CS298 Proposal

Quantifying Deep Fake Detection Accuracy for a Variety of Natural Settings.

Pratikkumar Prajapati (pratikkumar.prajapati@sjsu.edu)

Advisor: Dr. Chris Pollett

Committee Members: Dr. Teng Moh, Dr. Mark Stamp

Abstract:

Advances in artificial intelligence have made it possible to generate fake videos that look very realistic. The techniques
used to generate fake videos are collectively called Deepfakes. Deepfake video can lead to catastrophic consequences in
society. This research focuses on quantifying if the given video is a Deepfake video or real, irrespective of techniques
used to generate Deepfake videos. We would design and implement a Neural Network model to detect Deepfakes and analyze
the accuracy of the model.

CS297 Results

Learned to develop various Neural Networks in PyTorch, including ANNs, CNNs, GANs, and AutoEncoders. Applied
these models to classify and generate Sanskrit characters.
Explored Deep-Fake generation techniques like entire face synthesis, face identify swap, facial attributes manipulation,
and facial expression manipulation.
Studied techniques to generate images of fake human faces and customized existing Deep-Privacy model to generate
images of fake human faces.
Explored recurrent convolution strategies for face manipulation detection in videos.
Collected the Deep-Fake-Detection-Challenge (DFDC) dataset and Face Forensic++ (FF++) dataset.

Proposed Schedule

Week 1: Aug 25 - Aug 31	Kick-off meeting and discuss various techniques to design the model. Specifically, using pre-trained CNN models like EfficientNets to extract features and use RNN to find temporal inconsistencies in consecutive frames of the videos.
Week 2-3: Sept 1 - Sept 14	Develop a PyTorch-based framework to parse DFDC dataset to extract frames from videos, create data augmentation like rotation, adding random noise, adding distractors like text and shapes, etc, and prepare data-loaders to pass to the model. Verify frames are extracted, augmentation is applied to the frames and all data are passed in batches. We would use a dummy model, to begin with.
Week 4-5: Sept 15 - Sept 28	Develop a basic Neural Network model, implement train, test, and validation methods. Also, implement methods to quantify model accuracy. The model will use pre-trained CNN models like EfficientNets to extract features from frames of videos and use RNN to find hidden features of fake and real videos in consecutive frames of the videos. RNN will have options for multiple layers, uni, and bi-directional architecture. Implement methods to save model artifacts like epochs and model weights to prepare the framework to run for a longer duration. Train the model on a subset of DFDC data and quantify the model accuracy.
Week 6-8: Sept 29 - Oct 19	Enhance the model by using various techniques like Attention-based model to focus, facial expression discrepancy, temporal discrepancies in video frames, optimize classifiers using GAN training, etc.
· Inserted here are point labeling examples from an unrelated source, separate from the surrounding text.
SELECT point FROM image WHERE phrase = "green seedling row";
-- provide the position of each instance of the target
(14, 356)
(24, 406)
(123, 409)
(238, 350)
Optimize the loss function.
Week 9-11: Oct 20 - Nov 02	Further tune the model by optimizing feature selection methods, hyper-parameters, and loss function. Train for a longer duration on the entire DFDC dataset. Quantify the output of the model.
Week 12-16: Nov 03 - Dec 07	Complete project report and slides.

Key Deliverables:

Design
- A Neural Network architecture that learns to classify if the given video is fake irrespective of the Deepfake technique
  used to generate the fake video.
Software
- A PyTorch-based framework to parse DFDC dataset to extract frames from videos, create data augmentation like rotation,
  adding random noise, adding distractors like text and shapes, etc, and prepare data-loaders to pass to a dummy model.
- Implementation of a basic model using pre-trained EfficientNets CNN to extract features and RNN to learn about the hidden
  features of the video. Enhance the framework by adding train, test, validation loops. Quantify accuracy by training the model
  with a subset of the DFDC dataset.
- The enhanced model with applied techniques like the Attention-based model to focus on part of the video, facial expression
  discrepancy, temporal discrepancies in video frames, optimize classifiers using GAN training, etc.
- A fully functional and tuned PyTorch-based Neural Network framework which quantifies if the input videos are real or Deepfake,
  irrespective of the method used to generate the Deepfake videos.
Report
- CS 298 Report.
- CS 298 Presentation.

Innovations and Challenges

A PyTorch-based framework to parse DFDC is innovative and challenging because data augmentation like adding random noise, adding
distractors like text and shapes etc need a deeper knowledge of various augmentation techniques and deeper understanding of PyTorch framework.
Using pre-trained models e.g. EffiecientNets to extract features of a given image, involves understanding of state-of-the-art models
and applying transfer-learning to utilize the pre-trained models effectively. This can improve overall training time and efficiency but
requires knowledge of advanced PyTorch framework methods to apply it to the given problem set.
Applying the latest state-of-the-art techniques like attention modeling, detecting facial expressions discrepancies, temporal discrepancies
in the consecutive frames, etc are very difficult to apply. Also, the latest GAN-generated Deepfakes do not leave GAN-water-marks, so
detections of such techniques are more challenging.
Various techniques, like entire face synthesis, face-identify swap, facial attributes manipulation, and facial expression manipulation
are used to generate fake images and videos. Designing model to detect DeepFakes is challenging because model trained with Deepfakes
generated with one technique does not work well with Deepfakes generated with other techniques [4]. Designing overall model architecture
that classifies Deepfakes irrespective of the Deepfake-generation technique used, is innovative and complex.

References:

[1] E. Sabir, J. Cheng, A. Jaiswal, W. AbdAlmageed, I. Masi, and P. Natarajan, "Recurrent Convolutional Strategies for Face
Manipulation Detection in Videos," in Proc. Conference on Computer Vision and Pattern Recognition Workshops, 2019.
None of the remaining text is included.